Sunday, 4 May 2014


 professor Ibrahim Lipumba warned early this week in Dar es Salaam that over expenditure in government’s revenues will continue haunting the annual budget allocations in the country. He was contributing during the inauguration of a report on economic growth for sub-Saharan countries in Africa for the month of April 2014.
The report, which was presented by the IFM in collaboration with Report on Poverty Alleviation (REPOA), highlighted the situation of economic and financial growth for African countries within south of Sahara,Tanzania included.

According to the report, the economic growth of sub-Saharan counties has increased from 4.9 percent in 2013 to 5.5 percent in April 2014. The report also indicates that Tanzania’s economy has increased to 7 percent but its citizens continue to be poor. Professor Lipumba’s remarks came a day before the Minister for Finance Saada Mkuya unveiled a Sh19.6 trillion draft national budget for the 2014/15 fiscal year which shows that, about 70 percent of it is expected to go to recurrent expenditure.

Saada noted that in the 2014/2015 financial year, the government plans to borrow Sh4.275trillion to fill the revenue gap. Recurrent expenditure has increased to Sh14.2trillion compared to Sh12.6trillion in the 2013/2014 financial year.Prof Lipumba noted that the problem currently affecting government budget is too much expenditure for unnecessary things and yet the country has few sources of revenue, saying the annual national budget increase means little for Tanzanians if the government will not reduce unnecessary expenditure.

He said the government usually focuses on expenditure, some of which is unnecessary rather than looking at investments potentials, citing Sh60 billion used to establish Constitutional Review Commission (CRC), and yet the government failed to honour the CRC team recommendations.To get away from the deficit all tax exemption amounting to Sh1.8 trillion equivalent to 5 percent of the National Gross Domestic Product (GDP should be waived.

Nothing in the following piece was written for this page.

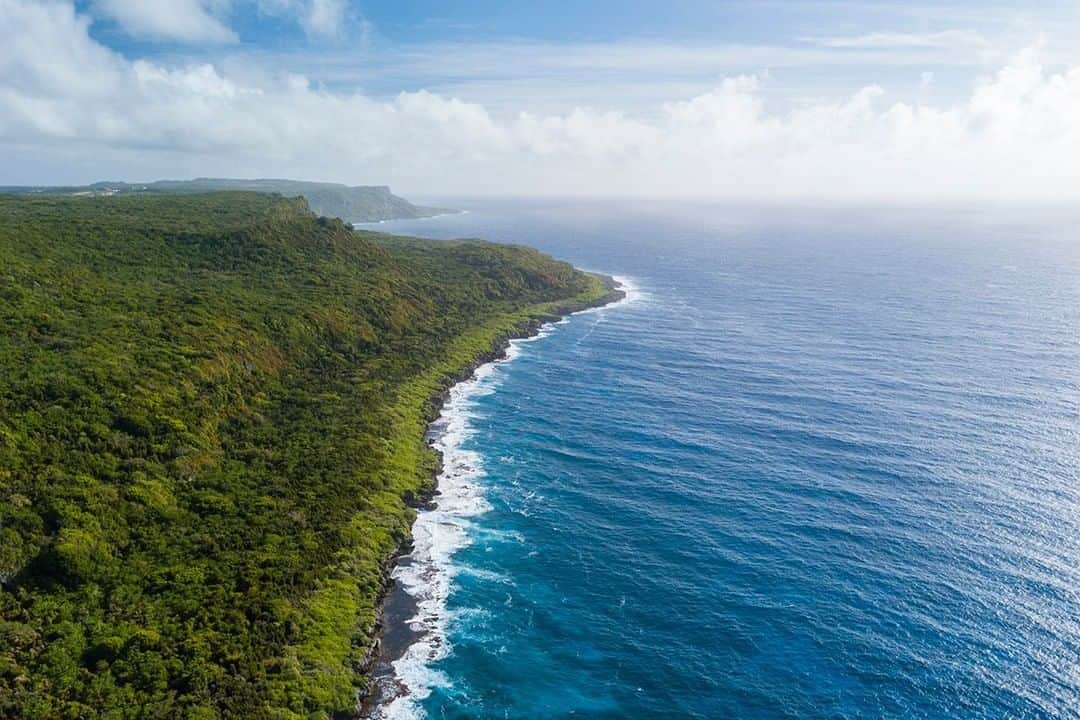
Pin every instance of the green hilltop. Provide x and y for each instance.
(212, 424)
(352, 204)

According to the professor another factor are projects that are between 30 percent and 50 percen more than their actual costs. IMF representative Thomas Baunsgaad said despite increased economic growth, the country has failed to reduce poverty.He said the external aid has been increasing now and then an aspect that causes the increased poverty situation in the country. He said Tanzania has a high rate of increased loan from 28 percent to 42 percent of the DGP. If African countries want to get away from poverty there should be strategic policies which could help alleviate the situation, insisting that the policies must ensure growth agricultural sector as well increase employment in industrial sector.